If the UK is committed to sustaining progress in closing the VAT gap, ensuring tax authorities have timely access to structured, real-time invoice data must be part of the solution.
The problem with today’s invoice processes
Despite years of digital transformation, many UK organisations still exchange invoices as PDFs or paper documents. These formats require manual data entry, and because they aren’t designed for automation there’s an increased risk of human error. This also introduces delays into approval processes as data is manually inputted and verified.
By combining structured e-invoicing with real-time VAT reporting, the UK has an opportunity not only to reduce leakage, but also to build a more transparent and trusted tax system.
Lost documents, inconsistent data and manual checks all contribute to delays, meaning that VAT issues can often go unnoticed for months, or even years later. By the time errors surface, they are costly to resolve, and can lead to penalties if left uncorrected. These blind spots are not just inefficient for reporting, they increase the risk that errors or fraudulent activity goes undetected.
Why structured e-invoicing changes the equation
Structured e-invoicing fundamentally alters how invoices are created and processed. Instead of static documents, invoices become standardised data that flows directly between finance systems. Factur-X (aka Habrid invoice), for example, combines a human-readable PDF with an embedded XML file, ensuring the document remains accessible to customers, while also storing the structured invoice data in a format that systems can automatically process. These formats allow invoice information to be read and validated seamlessly, overall reducing errors and manual intervention.
For finance teams, this means faster processing and improved visibility across transactions. And for tax authorities, it creates a much stronger foundation for checking VAT accuracy and comparing records across systems, especially when handling large volumes of transactions.
Lessons from Europe – data quality paired with timing
However, improvements in data quality alone are not enough. International experience shows that the real impact comes when structured e-invoicing is paired with timely reporting. Several European countries have already taken this step, and their results offer valuable lessons for the UK.

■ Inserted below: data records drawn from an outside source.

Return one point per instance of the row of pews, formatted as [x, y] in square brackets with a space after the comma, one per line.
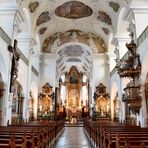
[36, 134]
[108, 134]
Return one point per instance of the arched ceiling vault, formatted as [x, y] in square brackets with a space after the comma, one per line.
[52, 18]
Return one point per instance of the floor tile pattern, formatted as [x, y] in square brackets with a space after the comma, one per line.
[73, 137]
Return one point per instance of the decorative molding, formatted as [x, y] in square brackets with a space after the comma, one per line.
[143, 36]
[4, 36]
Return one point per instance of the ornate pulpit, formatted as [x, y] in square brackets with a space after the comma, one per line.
[45, 102]
[102, 101]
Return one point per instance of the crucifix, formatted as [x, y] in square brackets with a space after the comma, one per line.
[14, 65]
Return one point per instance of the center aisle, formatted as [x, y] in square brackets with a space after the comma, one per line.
[73, 137]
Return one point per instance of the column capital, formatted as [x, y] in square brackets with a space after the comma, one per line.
[8, 8]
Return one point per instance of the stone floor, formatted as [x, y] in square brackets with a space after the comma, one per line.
[73, 137]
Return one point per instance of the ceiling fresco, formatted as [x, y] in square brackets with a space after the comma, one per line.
[44, 17]
[58, 22]
[94, 16]
[105, 30]
[73, 60]
[42, 30]
[58, 39]
[33, 6]
[104, 17]
[73, 50]
[73, 10]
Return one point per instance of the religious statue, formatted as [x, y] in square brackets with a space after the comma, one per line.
[14, 67]
[46, 103]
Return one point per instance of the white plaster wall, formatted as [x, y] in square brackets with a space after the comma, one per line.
[48, 70]
[5, 70]
[143, 51]
[7, 14]
[116, 80]
[100, 72]
[34, 90]
[141, 22]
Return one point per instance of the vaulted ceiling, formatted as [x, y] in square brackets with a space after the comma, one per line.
[50, 17]
[60, 22]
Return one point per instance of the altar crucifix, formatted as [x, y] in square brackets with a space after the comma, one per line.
[14, 65]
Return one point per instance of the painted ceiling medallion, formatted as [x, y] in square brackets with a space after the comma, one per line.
[44, 17]
[105, 30]
[115, 6]
[33, 6]
[104, 17]
[53, 42]
[73, 10]
[42, 30]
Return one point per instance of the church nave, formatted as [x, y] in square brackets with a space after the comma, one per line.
[73, 137]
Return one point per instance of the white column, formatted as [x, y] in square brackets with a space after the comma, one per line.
[7, 14]
[26, 47]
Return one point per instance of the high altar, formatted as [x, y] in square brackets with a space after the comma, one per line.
[74, 104]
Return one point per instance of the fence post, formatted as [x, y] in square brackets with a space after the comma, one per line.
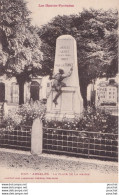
[37, 137]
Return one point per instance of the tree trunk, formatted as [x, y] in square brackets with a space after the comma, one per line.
[21, 93]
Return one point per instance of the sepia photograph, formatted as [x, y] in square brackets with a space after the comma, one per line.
[59, 91]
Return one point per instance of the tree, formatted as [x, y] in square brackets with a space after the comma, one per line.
[97, 43]
[20, 45]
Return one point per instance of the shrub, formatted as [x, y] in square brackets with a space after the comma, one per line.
[24, 115]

In France, structured e-invoicing is delivered through State certified platforms alongside mandatory e-reporting, giving tax authorities near real-time visibility into invoice flows. France’s certified platform model (now known as Plateformes Agréées, or PAs) shows how standardised transmission channels can reduce fragmentation and bring greater consistency to the market.
Italy’s clearance model goes further by validating invoices before they reach the buyer, shifting VAT control upstream.European Commission data shows that Italy’s VAT compliance gap narrowed from 19.3% in 2019 to 15% in 2023. Although this can’t be attributed to one reform alone, the move toward mandatory e-invoicing and expanded digital reporting is widely seen as a key contributor to improved compliance.
Belgium offers another lesson in the importance of consistent, interoperable data exchange. Its use of Peppol network ensures invoice data can move seamlessly across sectors and borders, reducing friction and creating a common standard that businesses can rely on.
Taken together, these models show that when invoice data is structured and timely, VAT oversight becomes continuous rather than reactive.
Acting now, not waiting for 2029
Although the UK’s e-invoicing mandate does not come into force until 2029, organisations can start preparing now, and doing so can deliver benefits well before the deadline. Finance teams should start by reviewing existing invoice flows to identify where unstructured formats or manual steps introduce risk or delay. Engaging suppliers and customers around structured invoice standards, such as Peppol, can help improve data quality across the supply chain. At the same time, assessing whether existing ERP and accounting systems can support structured formats like UBL or Factur-X is critical to future readiness.
The UK’s move toward mandatory e-invoicing lays an important foundation for more effective VAT control. But to truly close the VAT gap, strong data quality should be paired with timely reporting. By combining structured e-invoicing with real-time VAT reporting, the UK has an opportunity not only to reduce leakage, but also to build a more transparent and trusted tax system.
Aihedan Dimulati
Aihedan Dimulati is Global Lead E-Invoicing at Quadient.